The plans from Turriff-based Sandlaw Farming – for 300 rented homes, 75 affordable homes and 25 assisted-living apartments, ranging from one-bedroom flats to five-bedroom houses – will now go to the full council for consideration.

Council officers had recommended the refusal of the application due to the potential impact on local wildlife and landscape, and the site’s proximity to the River Dee.

Almost 500 objections were lodged against the plans, which also included a Banchory Medical Centre and a new centre for the Deeside Way.

Banchory councillor Karen Clark said the proposed scheme, next to the Scolty woodlands, could have “lasting, irreversible damage” on the local area and its approval would “make a mockery of the planning process”.

Fellow Banchory councillor, Provost Jill Webster, declared it the “absolute worst” place for a development.

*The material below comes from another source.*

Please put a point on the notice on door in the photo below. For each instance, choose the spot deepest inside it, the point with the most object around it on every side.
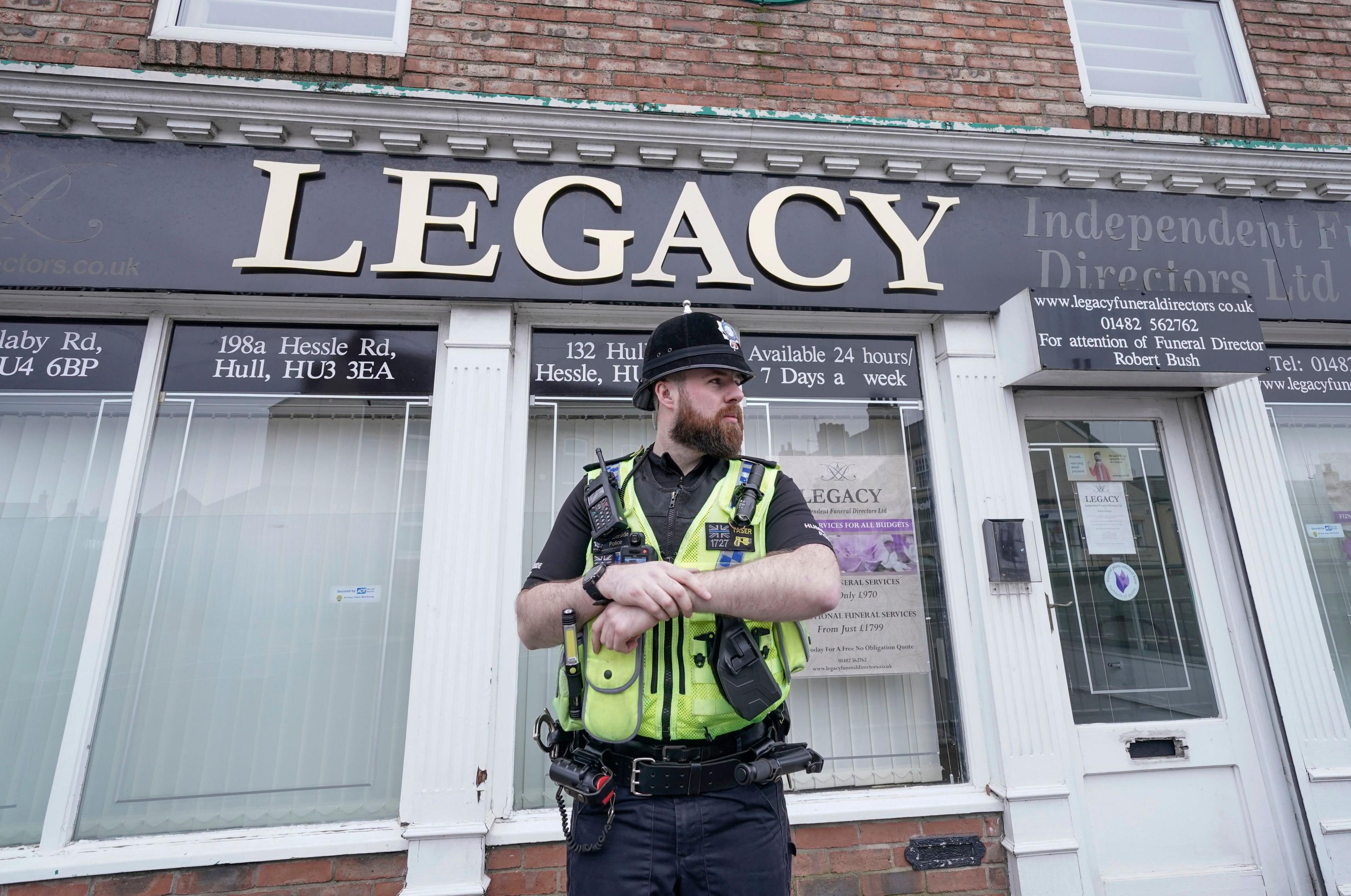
(1106, 517)
(864, 508)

Spokesman for the Scolty Redevelopment protest group, Mike Adams, said the decision to reject the plans echoed the views of the planning department.

He added: “The committee have asked that further reasons for refusal be added to the report. These included conditions concerning the negative impact on local schools, tourism and safe routes to school.

“This would be the wrong development in the wrong place and we hope the full council also supports the view of the planning department to refuse planning permission when they vote in June.”

Sandlaw Farming development consultant Ken Ross said the firm was not defeated yet, and insisted the development was needed to bring affordable housing to some of the 15,000 people on Aberdeenshire Council’s waiting list.

“The decision was not unexpected. It is another step in a planning process that has some way to go,” he said.

“Aberdeenshire Council has no allocations in its development plans for this type of urgently-needed housing.”